Ancak Yargıtay’daki yoğun iş yükü dikkate alınırsa Yargıtay Cumhuriyet Savcısı’nın kesinleşmiş bir hükme re’sen yani kendiliğinden itiraz etmesi daha doğrusu mevcut işlerini bir kenara bırakarak eski-kesinleşmiş bir dosyayı irdelemek için zaman ayırması kanaatimizce mümkün değildir. Bu nedenle müvekkilleri hakkında yerel mahkemece verilen ceza temyizen onandığında eğer itiraz prosedürü için başvuru koşulları mevcutsa ceza avukatlarına ciddi iş düşmektedir. Ceza avukatının bu aşamada Yargıtay Cumhuriyet Başsavcısı’nın itiraz prosedürünü harekete geçirmesi için talepte bulunurken itiraza elverişli, titiz ve daha önce değerlendirilmiş hususların tekrarından kaçınılarak hazırlanmış yeni ve ciddi bir çalışma yapmaları gerekmektedir

Vatandaşlarımız şu hususu göz ardı etmemelidir; Dosyada mevcut ceza avukatının örneğin sanık müdafinin müvekkiline karşı kanuni görev ve sorumlulukları dosya kesinleştiğinde sonra erer. Yani cezanız temyizen onandıktan sonra olağanüstü nitelikteki bu yola başvurulması yolunda ciddi vakit ayırıp farklı bir çalışma yapmasını mevcut ceza avukatınızdan “KANUNEN” bekleyemezsiniz..

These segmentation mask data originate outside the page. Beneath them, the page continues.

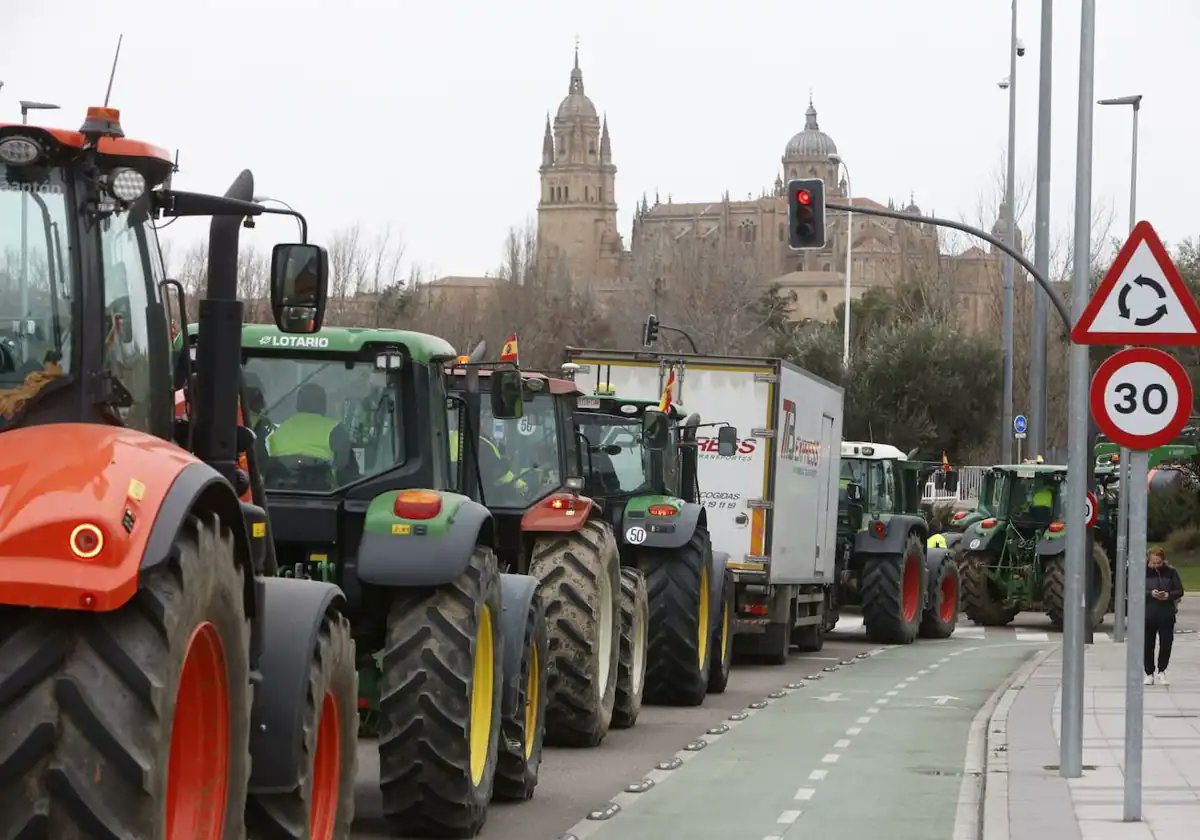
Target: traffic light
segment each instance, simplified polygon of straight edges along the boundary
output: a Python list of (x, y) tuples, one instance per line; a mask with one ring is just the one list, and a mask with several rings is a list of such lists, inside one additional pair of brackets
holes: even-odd
[(658, 316), (647, 315), (646, 323), (642, 326), (642, 346), (649, 347), (658, 341)]
[(788, 182), (788, 245), (792, 250), (825, 247), (825, 182)]

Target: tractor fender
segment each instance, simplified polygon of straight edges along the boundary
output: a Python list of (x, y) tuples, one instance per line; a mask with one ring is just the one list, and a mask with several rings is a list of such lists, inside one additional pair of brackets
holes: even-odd
[(944, 531), (942, 537), (946, 540), (946, 548), (951, 549), (962, 542), (963, 535), (960, 531)]
[(917, 516), (893, 516), (887, 521), (887, 532), (878, 537), (871, 529), (871, 523), (854, 535), (855, 554), (903, 554), (908, 543), (909, 535), (916, 533), (925, 547), (926, 526), (924, 520)]
[[(233, 529), (248, 560), (233, 488), (173, 443), (98, 423), (53, 423), (0, 441), (0, 603), (96, 612), (122, 607), (139, 572), (170, 556), (200, 505)], [(98, 552), (72, 534), (99, 533)], [(253, 583), (247, 575), (247, 609)]]
[[(554, 507), (555, 502), (561, 507)], [(521, 532), (543, 533), (546, 531), (578, 531), (588, 519), (600, 513), (600, 506), (587, 496), (574, 493), (551, 493), (525, 511), (521, 517)]]
[[(504, 651), (501, 705), (515, 709), (520, 696), (521, 658), (525, 655), (525, 619), (537, 597), (538, 580), (530, 575), (500, 575), (500, 636)], [(506, 712), (507, 713), (507, 712)]]
[(261, 679), (250, 711), (250, 791), (280, 793), (300, 784), (313, 651), (322, 621), (344, 606), (345, 597), (332, 583), (275, 577), (262, 579), (260, 595)]
[(942, 561), (950, 553), (947, 548), (930, 548), (925, 551), (925, 602), (930, 606), (937, 599), (938, 575), (942, 571)]
[(958, 541), (958, 550), (960, 553), (988, 551), (997, 538), (1000, 542), (1004, 541), (1003, 528), (989, 528), (984, 531), (980, 529), (979, 523), (976, 523), (963, 532), (962, 539)]
[(492, 544), (492, 515), (479, 502), (442, 493), (442, 510), (418, 521), (395, 515), (397, 491), (367, 508), (358, 546), (358, 578), (375, 586), (441, 586), (471, 562), (475, 546)]
[(717, 627), (721, 623), (721, 596), (724, 594), (721, 590), (725, 587), (725, 567), (729, 564), (729, 554), (724, 551), (714, 551), (712, 553), (712, 566), (709, 567), (708, 575), (708, 603), (716, 606), (716, 609), (709, 609), (708, 614), (711, 617), (713, 627)]
[(1038, 557), (1052, 557), (1055, 554), (1062, 554), (1067, 550), (1066, 532), (1056, 534), (1053, 537), (1048, 537), (1045, 534), (1038, 540), (1037, 555)]
[[(668, 497), (662, 498), (668, 500)], [(638, 548), (680, 548), (687, 545), (696, 533), (696, 528), (708, 527), (708, 515), (704, 505), (681, 502), (679, 499), (669, 501), (679, 508), (679, 513), (675, 516), (649, 516), (645, 513), (649, 505), (638, 499), (630, 499), (621, 517), (621, 529), (617, 532), (617, 539), (621, 543)], [(631, 513), (637, 513), (636, 508), (631, 508), (638, 502), (641, 502), (642, 515), (631, 516)]]

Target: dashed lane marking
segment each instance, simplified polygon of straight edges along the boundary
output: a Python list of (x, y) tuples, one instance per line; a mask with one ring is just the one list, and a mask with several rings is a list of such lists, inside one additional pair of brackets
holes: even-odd
[(849, 729), (846, 730), (846, 734), (847, 735), (862, 734), (862, 727), (861, 726), (851, 726)]
[(821, 763), (822, 764), (837, 764), (838, 759), (841, 757), (842, 756), (839, 753), (825, 753), (825, 755), (821, 756)]
[(825, 777), (828, 775), (829, 775), (828, 770), (814, 770), (808, 774), (808, 780), (810, 782), (820, 782), (820, 781), (823, 781), (825, 779)]
[(793, 796), (792, 798), (797, 799), (801, 802), (807, 802), (808, 800), (813, 798), (813, 794), (816, 792), (817, 792), (816, 788), (800, 788), (798, 791), (796, 791), (796, 795)]
[(779, 819), (775, 820), (775, 822), (783, 823), (784, 825), (791, 825), (796, 820), (800, 819), (800, 813), (800, 811), (784, 811), (779, 815)]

a) Dosya temyizen onandıktan yani ceza avukatının kanuni görev ve sorumluluğu bittikten sonra bila bedel dosyayı baştan aşağı farklı bir gözle ve istekle inceleyip irdeleyip ciddi vakit ayırıp angarya olarak görmeyip bahsedilen nitelikte bir çalışma yapması böyle bir zorunluluğunun olmadığını da göz ardı etmez iseniz güçtür.

b) Temyiz dilekçenizde ifade edilen hususların tekrarı niteliğinde dilekçenin başlığı değiştirilerek bir çalışma yapılır, sizi kırmamak adına salt başvuru yapılması için başvuru yapılır ise böyle bir çalışma ile de sonuç almanız güçtür.

c) Dosyanın başından sonuna dek görev yapan ceza avukatının temyiz aşamasına dek fark edemediği -varsa- hukuka aykırılıkları, yanlışları karar kesinleştikten sonra fark etmesi ve farklı bir sunumla itiraza konu olabilecek şekilde ileri sürmesi de güç olabilmektedir.

Yukarıda arz edilen hususların tümü şahsi bilgi, gözlem ve yorumuma dayalıdır. Sadece ceza hukukunda değil uzmanlık gerektiren her alanda tek bir kişinin görüşünü sorgulamadan doğru kabul etmek yerine farklı görüşleri dinleyip mantık süzgecinizden geçirerek değerlendirmeniz tavsiye olunur.